We evalate the performance of a model trained using only on real normal and synthetic abnormal images to show a limiting case in Table 3. While synthetic images can aid in learning discriminative features, this experiment shows that synthetic samples could not be used as a replacement to real abnormalities. This is consistent with the observation that a generative model learns a compressed representation of the real dataset.

Conclusion

We proposed a generative framework which can be used for real-time augmentation to generate synthetic nodules. With the use of synthetic nodular patterns, batch sampling can be performed with nearly even classes which was shown to enhance the recall of a highly precise pulmonary nodule detection model. Our experiments illustrate the factors that must be considered in training a detection network to localize nodules using the synthesized images and showed the effectiveness of our approach on internal and external datasets.
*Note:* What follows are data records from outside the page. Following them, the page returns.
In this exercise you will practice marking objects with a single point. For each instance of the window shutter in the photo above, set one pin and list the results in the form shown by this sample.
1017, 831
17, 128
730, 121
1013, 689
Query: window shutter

By controlling various dataset sizes to train the generative and detection networks, we showed the trade-off between the generative capacity and detection performance enhancements resulting from synthesized nodules. We hope that our experiments can guide future research in using synthetic images to aid multi-label classification and localization in CXR images which are known to suffer severely from class imbalance.

Funding

Not applicable.

Availability of Data and Material

Not applicable.

Code Availability

Not applicable.

Declarations

Conflict of Interest

Minki Chung, Seo Taek Kong, Beomhee Park, Younjoon Chung and Kyu-Hwan Jung are employees of VUNO Inc. Kyu-Hwan Jung is an equity holder of VUNO Inc.

Footnotes

Publisher’s Note

Springer Nature remains neutral with regard to jurisdictional claims in published maps and institutional affiliations.

Minki Chung and Seo Taek Kong contributed equally to this work.